This poem is part of the Medical Humanities vertical on Op-Med, which showcases creative writing by Doximity members. Do you have a comic, poem, work of lyric prose, or flash fiction piece related to medicine that you’d like to share with the community? Send it to us here.
Four Poems
How even survival
She is thirty-six
already a “survivor”
her breast carved, irradiated,
scar tissue mapping
where fire once passed through
and now her heart is drowning
in its own fluid
pericardium turned prison
drain coiled like a leash at her chest
as monitors pulse out
mercilessly and
how unfair that
a body
that learned to endure
is made
to endure again and
how even survival
can feel like an
incorrect
breathless
never-ending
run-on
sentence and
instead I just stand
in the room
stethoscope heavy
wishing I could lift or siphon some corner of the weight from her chest
The Wrong Flag
In the old story,
Theseus forgets.
He returns victorious,
but the black sail remains.
From the cliff,
his father sees the ship—
believes his son gone,
and leaps into the sea.
I think of this
when I talk to families.
It is easy to forget:
One phrase,
one gesture,
unbeknownst to me
is enough to undo a person.
I say stable.
They hear decline.
We mean recurrence.
Someone hears death.
It is a small thing—
a flag, a word, a silence
though none are neutral.
I watch my signal,
I choose my words carefully,
unfurl them like sails,
white against the sky,
lest misunderstanding come rushing,
and the sea open below.
Haircut
She asks me,
“How much longer before it falls out?”
I hesitate.
The drugs are exact,
but their side effects scatter
like starlings flushed from a field.
Her daughter brings scissors —
small, purple, plastic,
meant for paper and glue.
Together they cut a first lock,
then another.
Laughter echoes down the hall
like rebellion.
I want to tell her
the alchemy of medicine
measures only doses,
counts only cells.
Not imposed resilience,
not the way a mother
can turn sorrow into play,
loss into ritual,
a haircut into a song,
and falling strands into wings.
Achilles on the Floor
The chart says “young, otherwise healthy.”
His arms are thick from construction work,
forearms darkened by the sun,
palms still rough with callus.
He does not look like someone who could fall.
But the CT lights up
with a clot coiled in his lung,
a white dagger across the field.
One weakness, invisible until it wasn’t.
I think of Achilles—
his mother dipping him in the river,
her hand firm at the ankle.
Even love leaves a place exposed.
The family stares at me:
How could this happen?
He never smoked,
never missed a day at work,
still carried lumber on his shoulders last week.
I do not tell them
that all bodies have a seam,
and sometimes illness
slips through that seam
with perfect aim.
An Interview with the Author
Why did you choose this medium? What interests you about it?
Nothing makes me pause, think, and savor words as much as poetry does. I think poetry is digestible for many because we know there can be a multitude of interpretations, and I appreciate how accessible this makes poetry.

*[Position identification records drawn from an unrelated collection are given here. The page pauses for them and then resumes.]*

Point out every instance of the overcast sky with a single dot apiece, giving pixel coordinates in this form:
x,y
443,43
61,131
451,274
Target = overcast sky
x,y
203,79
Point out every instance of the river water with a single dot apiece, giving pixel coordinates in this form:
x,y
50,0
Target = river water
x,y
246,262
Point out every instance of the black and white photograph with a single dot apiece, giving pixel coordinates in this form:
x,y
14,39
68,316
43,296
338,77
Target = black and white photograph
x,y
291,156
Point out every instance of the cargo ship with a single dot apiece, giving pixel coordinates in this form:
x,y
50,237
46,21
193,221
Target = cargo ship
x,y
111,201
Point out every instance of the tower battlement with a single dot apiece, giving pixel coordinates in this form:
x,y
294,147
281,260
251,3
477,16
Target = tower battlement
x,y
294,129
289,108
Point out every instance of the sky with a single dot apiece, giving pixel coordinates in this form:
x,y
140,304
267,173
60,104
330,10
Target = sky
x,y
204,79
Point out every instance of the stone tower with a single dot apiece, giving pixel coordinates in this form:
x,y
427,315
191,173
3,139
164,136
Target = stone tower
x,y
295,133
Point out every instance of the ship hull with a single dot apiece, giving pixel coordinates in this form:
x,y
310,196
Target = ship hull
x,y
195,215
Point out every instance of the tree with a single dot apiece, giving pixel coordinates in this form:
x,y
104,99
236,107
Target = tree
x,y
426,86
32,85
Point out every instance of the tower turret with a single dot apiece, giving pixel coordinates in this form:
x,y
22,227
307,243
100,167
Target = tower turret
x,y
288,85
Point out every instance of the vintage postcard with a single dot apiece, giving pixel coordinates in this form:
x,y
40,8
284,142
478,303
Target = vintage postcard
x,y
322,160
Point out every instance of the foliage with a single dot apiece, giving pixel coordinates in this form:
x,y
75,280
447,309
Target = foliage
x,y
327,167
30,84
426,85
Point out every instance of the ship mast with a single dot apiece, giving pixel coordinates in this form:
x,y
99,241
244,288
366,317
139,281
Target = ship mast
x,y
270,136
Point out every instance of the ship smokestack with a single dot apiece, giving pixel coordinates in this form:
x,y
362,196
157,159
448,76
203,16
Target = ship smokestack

How long have you been writing creatively? What got you started?
I started writing poetry specifically in my second year of medical school, but my appreciation for reading and writers more generally began in college when I read pieces of the literary canon in my classes.
What was your inspiration for these poems? Did other creative works, if any, influence your creation of these pieces?

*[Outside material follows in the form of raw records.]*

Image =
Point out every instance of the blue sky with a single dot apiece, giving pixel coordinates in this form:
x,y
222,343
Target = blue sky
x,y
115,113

I draw inspiration from all my patients — I try to take away something different from every encounter and interaction. The poets I read the most include Mary Oliver, Maya Angelou, and Louise Glück.
How do these poems relate to your medical practice?
“How even survival” focuses on the patient experience and what chronic illness and the journey to recovery can feel like.
“The Wrong Flag” reflects how I try to carefully choose my words and how I frame things when I'm talking to patients, so that I can do it in the most empathetic, compassionate, and medically accurate way that I can. This is definitely something I'm working on daily — trying to hone my precision of language (verbal but also body language).
I'm frequently moved by how resilient and adaptable patients are, in both small and bigger ways, and my poem “Haircut” focuses on one expression or illustration of that. There are, though, many forms of resiliency — some may look different and may not outwardly seem as optimistic — and those also move me in different ways.
Finally, “Achilles on the Floor” focuses on acknowledging the complex emotions of patients and families when they're suddenly affected by illness.
Tulsi Patel is an internal medicine resident at the University of California, San Diego. Her appreciation for both poetry and humanistic care stems from her time at Columbia University, where she took a class on caring for individuals at the end of their lives while volunteering at a publicly funded senior living facility in East Harlem.